Anthony D'Amato (Northwestern University - School of Law) has posted Natural Law: A Libertarian View on SSRN. Here is the abstract:
What follows from the following two propositions? Legal positivism views law as a command writ large. The commander is the person or group with the most power. Answer: this pernicious mind-set is responsible for our abandonment of personal liberty. For there can be no limit to the imagination and will power of the commander. The plenary jurisdiction of the commander paves the way for Big Government to move in and regulate every aspect of our lives and our privacy. The world wasn't always like this. Prior to the servility that positivism has induced, there was a now-forgotten secular natural law that was inherently limited to the needs of society and had no power beyond the outer edge of a person's zone of privacy.
And from the text:
The line Mill drew between other-regarding and self-regarding acts is the same line that marks the outer boundary of natural law. Acts that are lawful under natural law are acts that connect up with the needs of society. Social needs include the prohibitions just mentioned (“murder, kidnapping, arson, rape, . . ) A rule that reaches beyond societal needs and tries to regulate an individual’s self-regarding acts is not a law at all. It may well be a command, order, decree, dictate, edict, mandate, precept, regulation, ultimatum, or ukase. The king may have issued it personally; and it might be backed by the full force of the state. But it is not worthy of the title of law
A few thoughts:
(1) D'Amato's picture of legal positivism is certainly not an accurate representation of contemporary positivism, which has rejected the Austinian sovereign-command theory for at least fifty years. Moreover, almost all of his conclusions can be accomodated by Raz's theory, which limits legitimate authority to cases in which those subject to the authority would better comply with the reasons that apply to them by accepting the authority (as opposed to rejecting it).

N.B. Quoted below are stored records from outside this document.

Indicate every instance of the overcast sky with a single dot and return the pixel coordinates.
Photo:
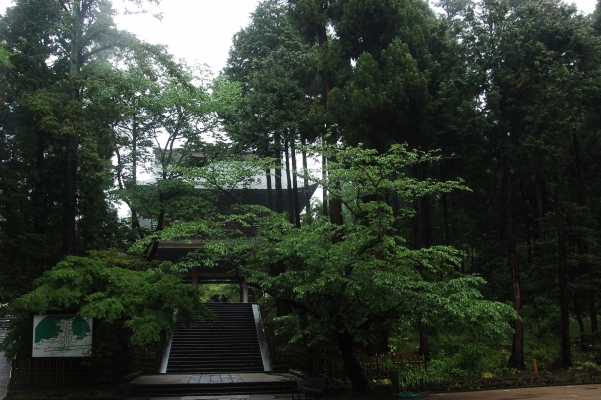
(201, 30)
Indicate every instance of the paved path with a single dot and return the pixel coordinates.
(212, 378)
(5, 366)
(216, 378)
(580, 392)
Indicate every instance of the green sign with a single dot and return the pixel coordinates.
(61, 336)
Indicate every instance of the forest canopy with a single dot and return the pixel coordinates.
(455, 151)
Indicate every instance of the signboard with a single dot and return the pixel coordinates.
(61, 336)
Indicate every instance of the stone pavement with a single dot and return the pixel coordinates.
(212, 378)
(227, 397)
(580, 392)
(216, 378)
(5, 366)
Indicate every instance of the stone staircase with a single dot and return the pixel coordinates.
(201, 390)
(231, 344)
(215, 359)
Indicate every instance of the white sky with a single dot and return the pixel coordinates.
(201, 30)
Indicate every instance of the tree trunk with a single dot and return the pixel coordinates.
(306, 194)
(593, 312)
(72, 141)
(269, 190)
(351, 365)
(324, 174)
(278, 175)
(289, 184)
(516, 360)
(566, 356)
(578, 314)
(135, 223)
(295, 199)
(526, 222)
(70, 197)
(445, 219)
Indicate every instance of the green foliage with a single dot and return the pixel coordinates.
(350, 279)
(114, 289)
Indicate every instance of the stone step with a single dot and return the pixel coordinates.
(209, 389)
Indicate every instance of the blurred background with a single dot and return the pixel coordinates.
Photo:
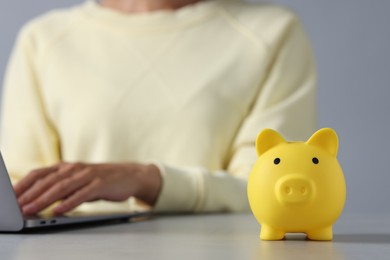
(351, 39)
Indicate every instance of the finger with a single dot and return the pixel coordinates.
(87, 193)
(42, 185)
(26, 183)
(58, 191)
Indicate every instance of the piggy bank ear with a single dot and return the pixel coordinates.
(267, 139)
(326, 138)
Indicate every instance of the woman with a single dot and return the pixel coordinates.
(157, 101)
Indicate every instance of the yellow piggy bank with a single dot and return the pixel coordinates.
(297, 187)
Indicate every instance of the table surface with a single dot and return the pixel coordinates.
(210, 236)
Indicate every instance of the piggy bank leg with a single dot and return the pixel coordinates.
(320, 234)
(269, 233)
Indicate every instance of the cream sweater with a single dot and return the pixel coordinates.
(188, 89)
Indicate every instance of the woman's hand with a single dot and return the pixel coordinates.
(75, 183)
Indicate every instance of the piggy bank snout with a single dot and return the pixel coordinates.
(294, 189)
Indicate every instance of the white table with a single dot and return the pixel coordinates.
(215, 236)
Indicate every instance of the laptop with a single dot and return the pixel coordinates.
(12, 219)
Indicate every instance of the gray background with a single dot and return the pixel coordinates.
(351, 40)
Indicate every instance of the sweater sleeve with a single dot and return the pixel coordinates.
(28, 139)
(286, 102)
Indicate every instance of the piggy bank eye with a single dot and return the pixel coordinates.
(315, 160)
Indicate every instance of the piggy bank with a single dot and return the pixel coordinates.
(297, 187)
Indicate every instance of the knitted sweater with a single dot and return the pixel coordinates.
(188, 90)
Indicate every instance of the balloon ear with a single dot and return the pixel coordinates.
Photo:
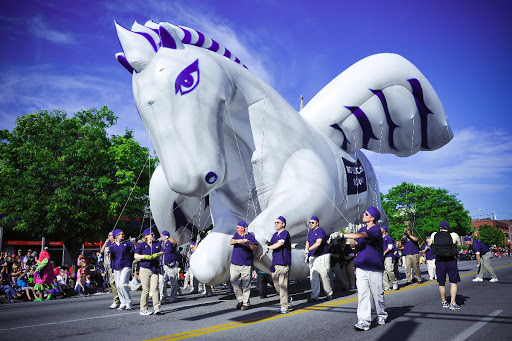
(138, 50)
(169, 37)
(121, 58)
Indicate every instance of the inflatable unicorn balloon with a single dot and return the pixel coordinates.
(222, 132)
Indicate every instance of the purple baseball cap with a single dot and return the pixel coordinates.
(444, 225)
(374, 212)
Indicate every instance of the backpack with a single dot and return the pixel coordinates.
(443, 245)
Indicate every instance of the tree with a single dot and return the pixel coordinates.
(422, 208)
(490, 235)
(67, 179)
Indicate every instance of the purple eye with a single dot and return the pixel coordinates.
(188, 79)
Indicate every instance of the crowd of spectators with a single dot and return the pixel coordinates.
(17, 276)
(88, 277)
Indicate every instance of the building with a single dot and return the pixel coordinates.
(503, 225)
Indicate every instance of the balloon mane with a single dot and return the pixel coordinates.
(155, 35)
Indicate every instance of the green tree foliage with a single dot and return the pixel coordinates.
(67, 179)
(490, 235)
(421, 209)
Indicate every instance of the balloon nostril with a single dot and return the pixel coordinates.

(2) Mill's harm principle has a variety of well-known problems, which D'Amato does not address or acknowledge. Harm assumes a baseline & sophisticated natural rights theories, such as that advanced by Barnett in his The Structure of Liberty move to a theory of rights rather than harms for this reason.
(3) D'Amato's assertion that classical natural law theory is based on the Millian principle is difficult to make out given the classical conception that the function of law was to promote human flourishing. Thus, Aristotle argues that the proper function of law is to create the conditions necessary for the acquisition, maintenance, and exercise of the human virtues (or excellences) and to discourage the human vices (or dysfunctionalities). This makes the end of law essentially connected with human actions that are "self-regarding" in Mill's sense.